Depictions of high society usually capture the opulent nature of it all. The extravagant decor, jewelry practically dripping off women, plentiful amounts of alcohol and champagne...those are the images usually associated with high society. (Not to mention men in gorgeous tailored suits. Mmm.)
Such depictions rarely capture the people within said society. We never really see what they're like. In public, they practically have a smile frozen on their face. But what are they like behind closed doors? This is something that is explored in Brideshead Revisited.
Evelyn Waugh's novel captures life through the eyes of Charles Ryder as he befriends Sebastian Flyte and becomes accustomed to Sebastian's lavish (if somewhat eccentric) lifestyle. The gorgeously vivid detail Waugh goes into makes the world within Brideshead come alive on the page. It would be almost impossible to capture Waugh's words for the screen.
That didn't stop Julian Jarrold from making an adaptation in 2008 though it does seem a little too lush even by Waugh's descriptions. Matthew Goode plays Charles exactly as how he's described in the novel. I love the little tremor in Ben Whishaw's voice, which denotes the fear and sadness within his Sebastian. And I'm not just saying this for Andrew's sake, but the complete coldness in Emma Thompson's Lady Marchmain must be seen to be believed.

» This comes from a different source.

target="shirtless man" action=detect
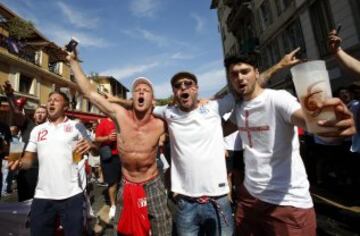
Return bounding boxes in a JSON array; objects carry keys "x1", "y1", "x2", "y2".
[{"x1": 67, "y1": 50, "x2": 172, "y2": 235}]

Both Waugh's novel and Jarrold's film basically cover the same subject without any fuss though the film condenses the novel a bit. A few aspects of the novel (more notably the full nature of Charles and Sebastian's relationship) have been altered but not to an extent that could cause an uproar. Though I know which of the two I prefer more.
What's worth checking out?: I'd go with the book.